An even worse opposition: Ironically, secular Turks tend to be more anti-Western than the AKP. The two other parties in parliament, the CHP and MHP, condemn the AKP’s more enlightened policies, such as its approach to Syria and its stationing of a NATO radar system.
Looming economic collapse: Turkey faces a credit crunch, one largely ignored in light of crises in Greece and elsewhere. As analyst David Goldman points out, Mr. Erdogan and the AKP took the country on a financial binge - bank credit ballooned while the current account deficit soared, reaching unsustainable levels. The party’s patronage machine borrowed massive amounts of short-term debt to finance a consumption bubble that effectively bought it the June elections. Mr. Goldman calls Mr. Erdogan a “Third World strongman” and compares Turkey today with Mexico in 1994 or Argentina in 2000, “where a brief boom financed by short-term foreign capital flows led to currency devaluation and a deep economic slump.”
Escalating Kurdish problems: Some 15 percent to 20 percent of Turkey’s citizens identify as Kurds, a distinct historical people. Although many Kurds are integrated, a separatist revolt against Ankara that began in 1984 recently has reached a new crescendo with a more assertive political leadership and more aggressive guerrilla attacks.
Mr. Erdogan, hero of the Arab street: In the tradition of Gamal Abdel Nasser and Saddam Hussein, the Turkish prime minister deploys anti-Zionist rhetoric to make himself an Arab political star. One shudders to think where, thrilled by this adulation, he may end up.
Looking for a fight with Israel: After Ankara backed a protest ship to Gaza in May 2010, Mavi Marmara, whose aggression led Israeli forces to kill eight Turkish citizens plus an ethnic Turk, it has relentlessly exploited this incident to stoke domestic fury against the Jewish state. Mr. Erdogan has called the deaths a casus belli, speaks of a war with Israel “if necessary,” and plans to send another ship to Gaza, this time with a Turkish military escort.
Stimulating an anti-Turkish faction: Turkish hostility has renewed Israel’s historically warm relations with the Kurds and turned around its cool relations with Greece, Cyprus and even Armenia. Beyond local cooperation, this grouping will make life difficult for the Turks in Washington.
Asserting rights over Mediterranean energy reserves: Companies operating out of Israel discovered potentially immense gas and oil reserves in the Leviathan and other fields between Israel, Lebanon and Cyprus. When the government of Cyprus announced its plans to drill, Mr. Erdogan responded with threats to send Turkish “frigates, gunboats and … air force.” This dispute, just in its infancy, contains the potential elements of a huge crisis.

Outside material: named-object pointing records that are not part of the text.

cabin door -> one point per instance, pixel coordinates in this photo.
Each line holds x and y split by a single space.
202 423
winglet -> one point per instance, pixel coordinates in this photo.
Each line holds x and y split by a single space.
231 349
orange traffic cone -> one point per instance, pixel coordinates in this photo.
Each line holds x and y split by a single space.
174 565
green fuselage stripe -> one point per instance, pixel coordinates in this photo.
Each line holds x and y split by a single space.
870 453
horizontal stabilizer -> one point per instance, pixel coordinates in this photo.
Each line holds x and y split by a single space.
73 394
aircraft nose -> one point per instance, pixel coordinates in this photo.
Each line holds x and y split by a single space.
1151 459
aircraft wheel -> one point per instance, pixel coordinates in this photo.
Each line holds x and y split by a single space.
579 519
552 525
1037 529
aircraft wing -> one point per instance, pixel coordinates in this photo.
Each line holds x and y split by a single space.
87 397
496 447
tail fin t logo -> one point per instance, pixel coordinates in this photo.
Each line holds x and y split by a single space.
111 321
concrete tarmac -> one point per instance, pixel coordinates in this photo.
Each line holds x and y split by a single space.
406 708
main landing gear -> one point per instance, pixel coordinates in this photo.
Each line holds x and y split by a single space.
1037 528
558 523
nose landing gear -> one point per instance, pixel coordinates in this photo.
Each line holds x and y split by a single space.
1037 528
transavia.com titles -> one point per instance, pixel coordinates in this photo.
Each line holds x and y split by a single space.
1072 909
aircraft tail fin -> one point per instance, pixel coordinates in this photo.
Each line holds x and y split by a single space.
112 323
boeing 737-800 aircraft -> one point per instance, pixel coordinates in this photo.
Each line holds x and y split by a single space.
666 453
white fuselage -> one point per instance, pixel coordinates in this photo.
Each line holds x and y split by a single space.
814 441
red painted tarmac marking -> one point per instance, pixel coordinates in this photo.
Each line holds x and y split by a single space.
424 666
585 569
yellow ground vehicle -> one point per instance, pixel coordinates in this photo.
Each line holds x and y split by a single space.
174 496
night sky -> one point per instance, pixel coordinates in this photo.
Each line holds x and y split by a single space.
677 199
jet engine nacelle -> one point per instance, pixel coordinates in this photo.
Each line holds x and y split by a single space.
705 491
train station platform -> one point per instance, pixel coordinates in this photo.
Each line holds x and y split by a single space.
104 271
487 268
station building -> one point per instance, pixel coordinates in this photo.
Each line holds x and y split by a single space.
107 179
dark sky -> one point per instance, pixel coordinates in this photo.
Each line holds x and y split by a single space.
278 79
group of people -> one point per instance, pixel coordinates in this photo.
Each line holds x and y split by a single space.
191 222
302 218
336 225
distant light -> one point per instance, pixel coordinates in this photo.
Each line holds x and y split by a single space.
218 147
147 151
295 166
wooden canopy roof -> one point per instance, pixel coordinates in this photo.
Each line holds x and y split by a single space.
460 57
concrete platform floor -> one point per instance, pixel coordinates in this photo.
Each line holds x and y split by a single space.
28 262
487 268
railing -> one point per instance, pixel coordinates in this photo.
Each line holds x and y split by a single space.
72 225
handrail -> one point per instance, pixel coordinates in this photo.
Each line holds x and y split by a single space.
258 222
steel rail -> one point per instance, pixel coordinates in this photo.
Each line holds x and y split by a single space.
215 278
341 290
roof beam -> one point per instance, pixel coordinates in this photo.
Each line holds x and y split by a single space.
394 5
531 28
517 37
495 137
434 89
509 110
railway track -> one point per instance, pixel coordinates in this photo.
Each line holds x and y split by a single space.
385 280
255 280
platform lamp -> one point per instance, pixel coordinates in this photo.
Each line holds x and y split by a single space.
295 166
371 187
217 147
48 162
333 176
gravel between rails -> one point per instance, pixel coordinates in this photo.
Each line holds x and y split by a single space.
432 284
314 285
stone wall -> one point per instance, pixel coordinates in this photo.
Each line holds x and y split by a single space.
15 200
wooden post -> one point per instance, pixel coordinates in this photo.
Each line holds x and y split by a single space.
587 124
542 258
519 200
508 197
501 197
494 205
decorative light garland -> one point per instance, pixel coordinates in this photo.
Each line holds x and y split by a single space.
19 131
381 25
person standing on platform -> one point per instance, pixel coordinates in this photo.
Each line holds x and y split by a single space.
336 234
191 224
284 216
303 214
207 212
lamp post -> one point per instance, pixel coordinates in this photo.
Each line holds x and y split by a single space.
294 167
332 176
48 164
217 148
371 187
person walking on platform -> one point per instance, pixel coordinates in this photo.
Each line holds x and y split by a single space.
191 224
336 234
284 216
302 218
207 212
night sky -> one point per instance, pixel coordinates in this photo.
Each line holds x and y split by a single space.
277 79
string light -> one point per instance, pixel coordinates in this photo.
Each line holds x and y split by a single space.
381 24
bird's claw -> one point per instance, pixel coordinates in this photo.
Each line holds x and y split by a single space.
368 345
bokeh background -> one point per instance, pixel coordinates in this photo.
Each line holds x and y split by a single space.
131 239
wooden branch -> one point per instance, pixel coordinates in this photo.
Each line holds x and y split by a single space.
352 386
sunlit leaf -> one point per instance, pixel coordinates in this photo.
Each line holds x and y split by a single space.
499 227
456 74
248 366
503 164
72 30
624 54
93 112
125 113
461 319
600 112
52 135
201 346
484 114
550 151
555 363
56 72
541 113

Already, Moscow has sent submarines in solidarity with Cyprus.
Other international problems: Ankara threatens to freeze relations with the European Union in July 2012, when Cyprus assumes the rotating presidency. Turkish forces have seized a Syrian arms ship. Turkish threats to invade northern Iraq have worsened relations with Baghdad. Turkish and Iranian regimes may share an Islamist outlook, an anti-Kurd agenda and enjoy prospering trade relations, but their historic rivalry, contrary governing styles and competing ambitions have soured relations.
While Foreign Minister Ahmet Davutoglu crows that Turkey is “right at the center of everything,” AKP bellicosity has soured his vaunted “zero-problems” policy with neighbors, turning it into wide-ranging hostility and even potential military confrontation with Syria, Cyprus and Israel. As economic troubles hit, a once-exemplary member of NATO may go further off-track; watch for signs of Mr. Erdogan emulating his Venezuelan friend, Hugo Chavez.
That’s why, along with Iranian nuclear weapons, I see a rogue Turkey as the region’s greatest threat.
Daniel Pipes (DanielPipes.org) is president of the Middle East Forum and a visiting fellow at Stanford’s Hoover Institution.